- Written by: Michael Palin
- Presented by: Michael Palin
- Theme music composer: Andre Jacquemin Dave Howman
- Composers: Molly Nyman Harry Escott
- Country of origin: United Kingdom
- Original language: English
- No. of series: 1
- No. of episodes: 7

Production
- Running time: 55–60 minutes
- Production company: Prominent Television production

Original release
- Network: BBC One
- Release: 16 September – 28 October 2007

Related
- Himalaya with Michael Palin; Brazil with Michael Palin;

= Michael Palin's New Europe =

2007 British television travel documentary series

Michael Palin's New Europe is a travel documentary presented by Michael Palin and first aired in the UK on the BBC on 16 September 2007 and in the US on the Travel Channel on 28 January 2008. Palin visits 20 countries in Central and Eastern and Southeast Europe – the programme was filmed in the wake of the 2004 enlargement of the European Union (and shortly before the 2007 enlargement), which included many of the countries visited by Palin and significantly reshaped east–west relations on the continent. The filming was done in 2006 and early 2007 using HD (high definition) equipment. The result was made into seven one-hour programmes for BBC One and simulcast on BBC HD. A book, New Europe, was also written describing the trip, and illustrated with photographs by Basil Pao.

==Episodes==
The series consists of seven one-hour episodes:

| Number | UK title | US title | Countries visited |
|---|---|---|---|
| 1 | War and Peace | Across the Iron Curtain | Slovenia (briefly), Croatia, Bosnia and Herzegovina, Serbia and Albania |
| 2 | Eastern Delight | From the Rila Mountains to Cappodocia | Republic of Macedonia (briefly), Bulgaria and Turkey |
| 3 | Wild East | From the Dniestr to the Danube | Transnistria (briefly), Moldova and Romania Palin celebrated Transnistrian National Day, met a Moldovan self-sufficient old woman, worked with Romanian lumberjacks, interviewed Romanian tennis player Ilie Năstase and visited Transylvania and Bucharest with its Palace of the Parliament. |
| 4 | Danube to Dnieper | Hungary to Yalta | Hungary and Ukraine |
| 5 | Baltic Summer | The Baltic States | Estonia, Latvia, Lithuania and Russia (Kaliningrad Oblast) Palin joined in the festivities with some Neopagans. |
| 6 | From Pole to Pole | Poland | Poland |
| 7 | Journey's End | The End of the Line | Slovakia (briefly), Czech Republic and Germany (former East Germany) |

==BBC complaint==
The first episode of the series received a complaint due to alleged bias about the Bosnian War. The complainant criticised Palin's statement that the destruction of Mostar's Stari Most bridge had no reason, as well as a suggestion that Serbia was "unfairly blamed" for the war. In August 2008, the BBC Trust's editorial standards committee upheld the complaint, saying that the show attempted to show context to its statement about Serbia, but had oversimplified a controversial topic. It also said that the bridge comment was inaccurate as the destruction of the bridge was in order to isolate Bosniaks. The committee rejected part of the complaint, an accusation that the show was impartial because it did not mention the Srebrenica massacre.
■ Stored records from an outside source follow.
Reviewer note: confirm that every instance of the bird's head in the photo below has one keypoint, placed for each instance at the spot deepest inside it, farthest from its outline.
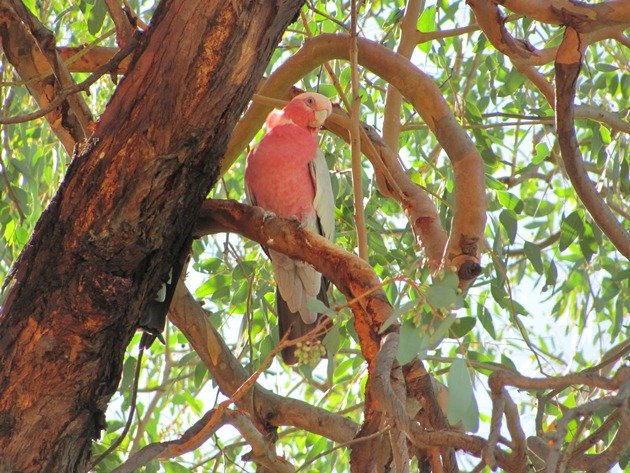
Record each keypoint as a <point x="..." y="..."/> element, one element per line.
<point x="309" y="110"/>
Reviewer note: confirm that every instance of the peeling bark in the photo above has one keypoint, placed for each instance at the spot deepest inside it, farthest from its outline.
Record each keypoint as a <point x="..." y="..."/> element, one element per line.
<point x="126" y="207"/>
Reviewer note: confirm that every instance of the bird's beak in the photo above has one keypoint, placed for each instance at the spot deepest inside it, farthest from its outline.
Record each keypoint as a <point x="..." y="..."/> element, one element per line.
<point x="320" y="118"/>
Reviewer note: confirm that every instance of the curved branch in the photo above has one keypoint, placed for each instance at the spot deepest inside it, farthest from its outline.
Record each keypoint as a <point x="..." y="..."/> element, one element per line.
<point x="524" y="56"/>
<point x="579" y="15"/>
<point x="45" y="40"/>
<point x="417" y="87"/>
<point x="192" y="320"/>
<point x="568" y="64"/>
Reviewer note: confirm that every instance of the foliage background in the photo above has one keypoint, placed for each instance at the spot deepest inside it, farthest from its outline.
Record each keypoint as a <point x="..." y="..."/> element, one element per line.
<point x="553" y="295"/>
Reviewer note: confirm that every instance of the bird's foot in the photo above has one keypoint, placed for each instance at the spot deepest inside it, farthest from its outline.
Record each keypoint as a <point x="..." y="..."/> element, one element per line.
<point x="267" y="215"/>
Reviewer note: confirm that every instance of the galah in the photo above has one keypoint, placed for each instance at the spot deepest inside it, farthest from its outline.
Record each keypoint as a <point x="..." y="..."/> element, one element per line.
<point x="287" y="174"/>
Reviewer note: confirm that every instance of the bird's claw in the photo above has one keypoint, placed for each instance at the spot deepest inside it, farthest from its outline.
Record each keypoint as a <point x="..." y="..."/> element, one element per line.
<point x="267" y="215"/>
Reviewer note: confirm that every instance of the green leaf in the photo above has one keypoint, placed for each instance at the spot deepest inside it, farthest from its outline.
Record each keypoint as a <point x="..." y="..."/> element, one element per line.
<point x="201" y="374"/>
<point x="426" y="22"/>
<point x="486" y="320"/>
<point x="510" y="201"/>
<point x="571" y="228"/>
<point x="510" y="223"/>
<point x="96" y="17"/>
<point x="318" y="306"/>
<point x="534" y="256"/>
<point x="410" y="342"/>
<point x="398" y="311"/>
<point x="332" y="340"/>
<point x="444" y="293"/>
<point x="603" y="67"/>
<point x="462" y="326"/>
<point x="462" y="405"/>
<point x="542" y="152"/>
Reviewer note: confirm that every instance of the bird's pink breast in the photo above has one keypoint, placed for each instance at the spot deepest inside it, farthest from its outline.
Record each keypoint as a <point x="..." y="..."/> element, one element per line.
<point x="278" y="174"/>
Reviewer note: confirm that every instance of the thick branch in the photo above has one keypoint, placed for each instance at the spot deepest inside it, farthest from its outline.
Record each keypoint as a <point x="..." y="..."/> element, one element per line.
<point x="123" y="215"/>
<point x="568" y="64"/>
<point x="581" y="16"/>
<point x="259" y="403"/>
<point x="470" y="205"/>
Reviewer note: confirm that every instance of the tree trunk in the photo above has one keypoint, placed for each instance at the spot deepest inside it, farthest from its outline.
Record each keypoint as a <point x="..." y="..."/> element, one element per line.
<point x="124" y="212"/>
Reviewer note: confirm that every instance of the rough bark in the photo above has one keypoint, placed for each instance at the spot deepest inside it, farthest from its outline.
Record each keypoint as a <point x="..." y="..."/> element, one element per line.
<point x="22" y="52"/>
<point x="123" y="213"/>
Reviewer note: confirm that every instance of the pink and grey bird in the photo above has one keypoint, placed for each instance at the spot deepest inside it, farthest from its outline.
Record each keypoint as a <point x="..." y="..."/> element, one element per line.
<point x="287" y="174"/>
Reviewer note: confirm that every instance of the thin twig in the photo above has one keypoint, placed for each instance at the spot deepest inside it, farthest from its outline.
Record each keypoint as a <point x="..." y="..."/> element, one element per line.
<point x="104" y="69"/>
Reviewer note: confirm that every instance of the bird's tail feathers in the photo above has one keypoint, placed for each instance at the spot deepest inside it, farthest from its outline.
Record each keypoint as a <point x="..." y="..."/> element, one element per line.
<point x="292" y="323"/>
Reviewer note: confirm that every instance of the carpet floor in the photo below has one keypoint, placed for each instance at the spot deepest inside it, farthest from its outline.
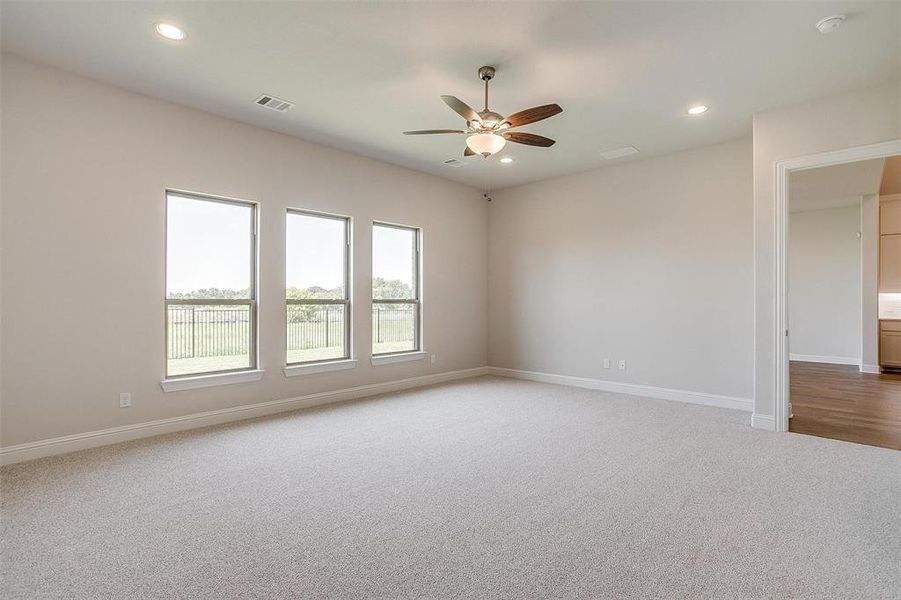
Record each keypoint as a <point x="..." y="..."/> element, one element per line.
<point x="488" y="488"/>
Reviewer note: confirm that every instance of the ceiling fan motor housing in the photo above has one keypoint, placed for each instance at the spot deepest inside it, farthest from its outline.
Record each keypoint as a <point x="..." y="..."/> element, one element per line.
<point x="486" y="73"/>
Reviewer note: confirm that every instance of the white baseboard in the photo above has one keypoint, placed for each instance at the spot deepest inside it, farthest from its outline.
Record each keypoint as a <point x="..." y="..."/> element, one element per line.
<point x="745" y="404"/>
<point x="114" y="435"/>
<point x="765" y="422"/>
<point x="832" y="360"/>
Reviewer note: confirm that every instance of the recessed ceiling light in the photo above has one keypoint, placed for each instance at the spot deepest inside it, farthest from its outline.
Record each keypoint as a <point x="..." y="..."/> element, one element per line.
<point x="170" y="32"/>
<point x="830" y="23"/>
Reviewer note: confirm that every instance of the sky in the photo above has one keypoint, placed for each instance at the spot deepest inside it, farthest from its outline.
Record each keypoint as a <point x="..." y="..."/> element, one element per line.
<point x="208" y="245"/>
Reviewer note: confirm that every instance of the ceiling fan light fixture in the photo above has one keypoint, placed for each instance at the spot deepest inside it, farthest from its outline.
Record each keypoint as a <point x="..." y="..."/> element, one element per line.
<point x="486" y="144"/>
<point x="170" y="31"/>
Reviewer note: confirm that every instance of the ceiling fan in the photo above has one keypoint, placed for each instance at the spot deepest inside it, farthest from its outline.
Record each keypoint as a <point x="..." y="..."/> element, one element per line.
<point x="488" y="131"/>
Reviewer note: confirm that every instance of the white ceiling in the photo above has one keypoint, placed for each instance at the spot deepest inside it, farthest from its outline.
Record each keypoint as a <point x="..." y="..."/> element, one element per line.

In September 2009, Palin told the Royal Television Society that the complainant was allegedly a "serial complainer", adding "The complaint was upheld. That, I believe, brings the BBC into disrepute. I think it was a stupid decision. I felt very, very angry and very let down". When Palin left the BBC for Channel 5 in 2012, he mentioned the upheld complaint as a cause of friction.